A woman with flu-like illness, and then heart issues (exercise tolerance, SOB) is infected by which of the following?

A) Adenovirus
B) Herpesvirus
C) Picornavirus.

A

PICORNAVIRUS (Basically, she got coxsackie virus.)

picornavirus include: (PERCH)--->non-enveloped single stranded positive linear!
Polio
Echo
Rhino
Coxsackie
Hav
36
Q

A woman with cough comes to you, and you prescribe her amoxicillin, the symptoms don’t get better. Her cold agglutinin test is positive. The medicine didn’t work on her because?

A

penicillin ineffective since Mycoplasma has no cell wall.
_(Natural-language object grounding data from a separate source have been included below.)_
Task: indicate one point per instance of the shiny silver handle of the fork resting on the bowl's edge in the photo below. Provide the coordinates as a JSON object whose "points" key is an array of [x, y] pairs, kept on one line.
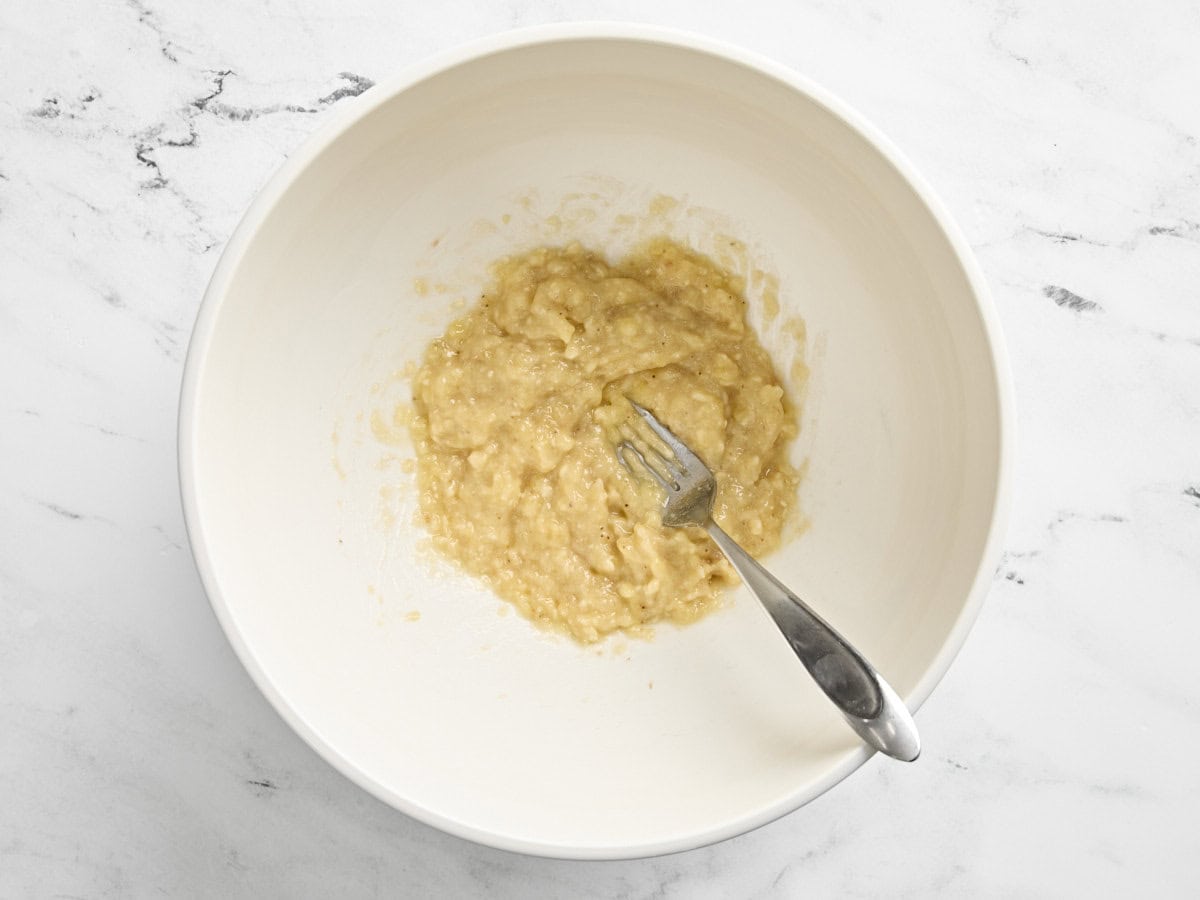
{"points": [[865, 699]]}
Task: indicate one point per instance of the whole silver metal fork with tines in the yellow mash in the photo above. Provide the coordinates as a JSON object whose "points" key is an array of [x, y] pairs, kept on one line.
{"points": [[865, 699]]}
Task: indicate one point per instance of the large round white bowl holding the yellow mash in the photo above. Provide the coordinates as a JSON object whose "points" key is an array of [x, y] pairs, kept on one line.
{"points": [[472, 721]]}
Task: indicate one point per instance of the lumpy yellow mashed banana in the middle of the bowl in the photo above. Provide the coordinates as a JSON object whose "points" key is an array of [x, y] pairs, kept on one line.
{"points": [[519, 407]]}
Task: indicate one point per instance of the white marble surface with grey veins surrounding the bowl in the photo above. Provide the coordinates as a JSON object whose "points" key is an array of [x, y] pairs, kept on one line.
{"points": [[139, 760]]}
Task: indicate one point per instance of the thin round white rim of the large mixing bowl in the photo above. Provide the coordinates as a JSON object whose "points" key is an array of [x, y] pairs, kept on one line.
{"points": [[355, 110]]}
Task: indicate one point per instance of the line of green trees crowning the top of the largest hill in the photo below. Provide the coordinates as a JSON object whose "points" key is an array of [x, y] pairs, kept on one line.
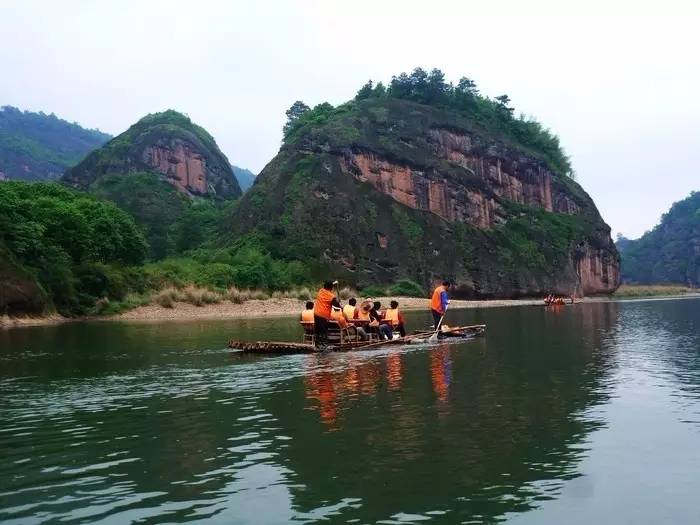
{"points": [[494, 116]]}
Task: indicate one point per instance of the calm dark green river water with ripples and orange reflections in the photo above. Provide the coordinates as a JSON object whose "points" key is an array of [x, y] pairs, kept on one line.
{"points": [[586, 415]]}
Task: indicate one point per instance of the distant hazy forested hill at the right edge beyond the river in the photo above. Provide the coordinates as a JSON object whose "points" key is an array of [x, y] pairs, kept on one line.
{"points": [[670, 253]]}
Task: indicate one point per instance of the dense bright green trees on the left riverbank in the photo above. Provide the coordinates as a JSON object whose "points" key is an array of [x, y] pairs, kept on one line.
{"points": [[71, 243]]}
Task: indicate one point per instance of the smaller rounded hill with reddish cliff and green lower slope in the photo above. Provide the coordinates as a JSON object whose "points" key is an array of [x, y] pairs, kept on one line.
{"points": [[168, 173]]}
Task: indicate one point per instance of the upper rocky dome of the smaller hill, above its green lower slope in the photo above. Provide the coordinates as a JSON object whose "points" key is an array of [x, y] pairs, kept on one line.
{"points": [[169, 145]]}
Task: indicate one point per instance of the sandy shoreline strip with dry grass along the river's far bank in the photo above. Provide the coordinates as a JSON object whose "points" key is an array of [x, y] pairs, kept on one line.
{"points": [[192, 303]]}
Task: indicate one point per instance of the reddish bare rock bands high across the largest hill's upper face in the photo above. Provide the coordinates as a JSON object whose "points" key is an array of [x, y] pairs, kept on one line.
{"points": [[517, 178]]}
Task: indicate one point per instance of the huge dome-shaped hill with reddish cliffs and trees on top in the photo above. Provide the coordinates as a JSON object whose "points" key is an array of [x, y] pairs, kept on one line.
{"points": [[423, 180]]}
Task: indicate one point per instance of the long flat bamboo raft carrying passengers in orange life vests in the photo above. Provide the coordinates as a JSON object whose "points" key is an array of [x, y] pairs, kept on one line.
{"points": [[284, 347]]}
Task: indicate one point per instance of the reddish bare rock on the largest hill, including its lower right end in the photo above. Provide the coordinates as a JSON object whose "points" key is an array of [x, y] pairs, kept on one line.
{"points": [[488, 175]]}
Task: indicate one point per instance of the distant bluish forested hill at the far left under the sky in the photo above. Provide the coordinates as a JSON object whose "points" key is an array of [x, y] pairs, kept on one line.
{"points": [[36, 146]]}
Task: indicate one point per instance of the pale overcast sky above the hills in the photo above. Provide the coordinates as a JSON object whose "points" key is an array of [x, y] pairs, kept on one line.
{"points": [[617, 80]]}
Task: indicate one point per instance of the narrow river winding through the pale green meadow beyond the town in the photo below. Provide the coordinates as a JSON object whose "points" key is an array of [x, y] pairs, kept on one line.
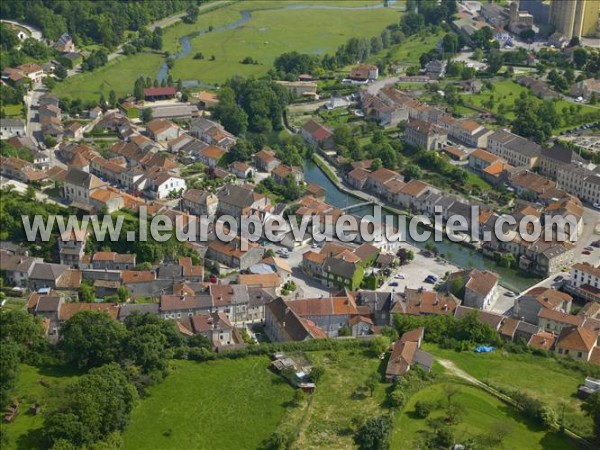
{"points": [[245, 16]]}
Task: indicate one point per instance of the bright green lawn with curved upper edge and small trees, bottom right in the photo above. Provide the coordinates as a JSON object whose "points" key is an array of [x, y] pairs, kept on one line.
{"points": [[484, 415]]}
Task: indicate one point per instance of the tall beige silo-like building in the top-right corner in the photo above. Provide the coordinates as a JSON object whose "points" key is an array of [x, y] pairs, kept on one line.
{"points": [[575, 18]]}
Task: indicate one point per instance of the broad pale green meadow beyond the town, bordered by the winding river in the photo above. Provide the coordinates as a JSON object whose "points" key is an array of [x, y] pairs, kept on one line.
{"points": [[269, 33]]}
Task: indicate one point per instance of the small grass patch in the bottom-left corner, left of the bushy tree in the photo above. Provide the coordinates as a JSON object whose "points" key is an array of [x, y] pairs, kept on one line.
{"points": [[25, 432]]}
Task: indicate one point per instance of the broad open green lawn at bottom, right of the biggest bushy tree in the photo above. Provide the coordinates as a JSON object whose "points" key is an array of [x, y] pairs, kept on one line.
{"points": [[225, 404]]}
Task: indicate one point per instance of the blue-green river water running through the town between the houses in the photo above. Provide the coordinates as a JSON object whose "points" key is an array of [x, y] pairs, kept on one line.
{"points": [[457, 254]]}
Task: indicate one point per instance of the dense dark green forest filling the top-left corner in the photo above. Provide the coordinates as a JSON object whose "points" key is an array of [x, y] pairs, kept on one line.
{"points": [[87, 21]]}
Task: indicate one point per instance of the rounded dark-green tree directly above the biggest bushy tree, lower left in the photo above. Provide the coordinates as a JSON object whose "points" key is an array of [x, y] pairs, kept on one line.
{"points": [[90, 339]]}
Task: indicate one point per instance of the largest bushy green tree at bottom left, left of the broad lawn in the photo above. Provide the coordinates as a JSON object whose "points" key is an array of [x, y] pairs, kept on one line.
{"points": [[92, 408]]}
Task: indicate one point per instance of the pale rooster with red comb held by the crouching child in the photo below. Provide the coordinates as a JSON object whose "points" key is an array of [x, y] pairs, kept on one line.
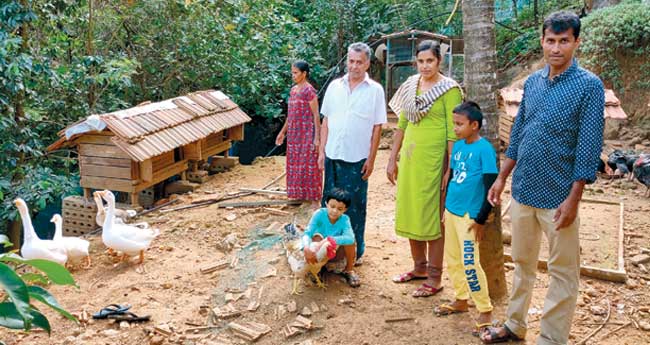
{"points": [[325, 250]]}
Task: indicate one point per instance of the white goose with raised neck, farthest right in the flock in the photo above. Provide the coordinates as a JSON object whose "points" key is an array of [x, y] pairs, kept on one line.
{"points": [[125, 238]]}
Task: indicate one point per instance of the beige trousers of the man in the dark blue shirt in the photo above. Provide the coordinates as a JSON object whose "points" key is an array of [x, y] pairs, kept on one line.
{"points": [[528, 224]]}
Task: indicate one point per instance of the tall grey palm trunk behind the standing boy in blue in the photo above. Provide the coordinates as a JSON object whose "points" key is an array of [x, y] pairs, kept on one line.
{"points": [[481, 86]]}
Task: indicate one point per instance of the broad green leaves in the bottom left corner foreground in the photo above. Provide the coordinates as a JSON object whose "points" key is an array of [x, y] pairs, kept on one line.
{"points": [[18, 311]]}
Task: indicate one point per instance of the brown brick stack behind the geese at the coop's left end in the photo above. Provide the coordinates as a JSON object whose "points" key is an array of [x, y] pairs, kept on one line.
{"points": [[78, 215]]}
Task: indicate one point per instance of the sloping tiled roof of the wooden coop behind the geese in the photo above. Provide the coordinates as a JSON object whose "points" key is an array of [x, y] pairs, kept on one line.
{"points": [[150, 129]]}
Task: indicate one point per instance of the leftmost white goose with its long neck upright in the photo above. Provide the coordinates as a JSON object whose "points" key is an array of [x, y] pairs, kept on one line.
{"points": [[33, 247]]}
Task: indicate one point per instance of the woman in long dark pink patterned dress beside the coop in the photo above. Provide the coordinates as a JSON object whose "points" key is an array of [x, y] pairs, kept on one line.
{"points": [[302, 130]]}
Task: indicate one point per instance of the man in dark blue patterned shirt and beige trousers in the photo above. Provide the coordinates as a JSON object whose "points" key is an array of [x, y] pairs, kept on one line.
{"points": [[554, 149]]}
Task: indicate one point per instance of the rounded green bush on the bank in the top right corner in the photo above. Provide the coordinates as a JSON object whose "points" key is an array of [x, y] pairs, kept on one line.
{"points": [[614, 33]]}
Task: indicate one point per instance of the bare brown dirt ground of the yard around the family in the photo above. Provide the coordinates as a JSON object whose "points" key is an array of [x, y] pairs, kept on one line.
{"points": [[170, 287]]}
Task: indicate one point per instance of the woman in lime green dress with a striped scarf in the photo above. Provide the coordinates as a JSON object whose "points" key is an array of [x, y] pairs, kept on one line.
{"points": [[421, 146]]}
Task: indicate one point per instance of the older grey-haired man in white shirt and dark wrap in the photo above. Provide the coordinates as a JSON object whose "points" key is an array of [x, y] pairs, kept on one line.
{"points": [[354, 108]]}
The exact answer was: Lack of peptidoglycan.

37
Q

31 year old man, has large yellow soft mass deeply infilterating the gluteus? What is it called?
A) Lipoma
B) Liposarcoma

A

Liposarcoma.

38
Q

Girl comes to you with:

  • CBFA1 mutation
  • retained deciduous teeth
  • Can places shoulders anteriorely together
  • X ray shows open sutures and wormian bones.
  • Low ALP activity.

Which cells are dysfunction?

A

All they wanted you to know, was the OSTEOBLASTS FUNCTION is reflected by ALP levels.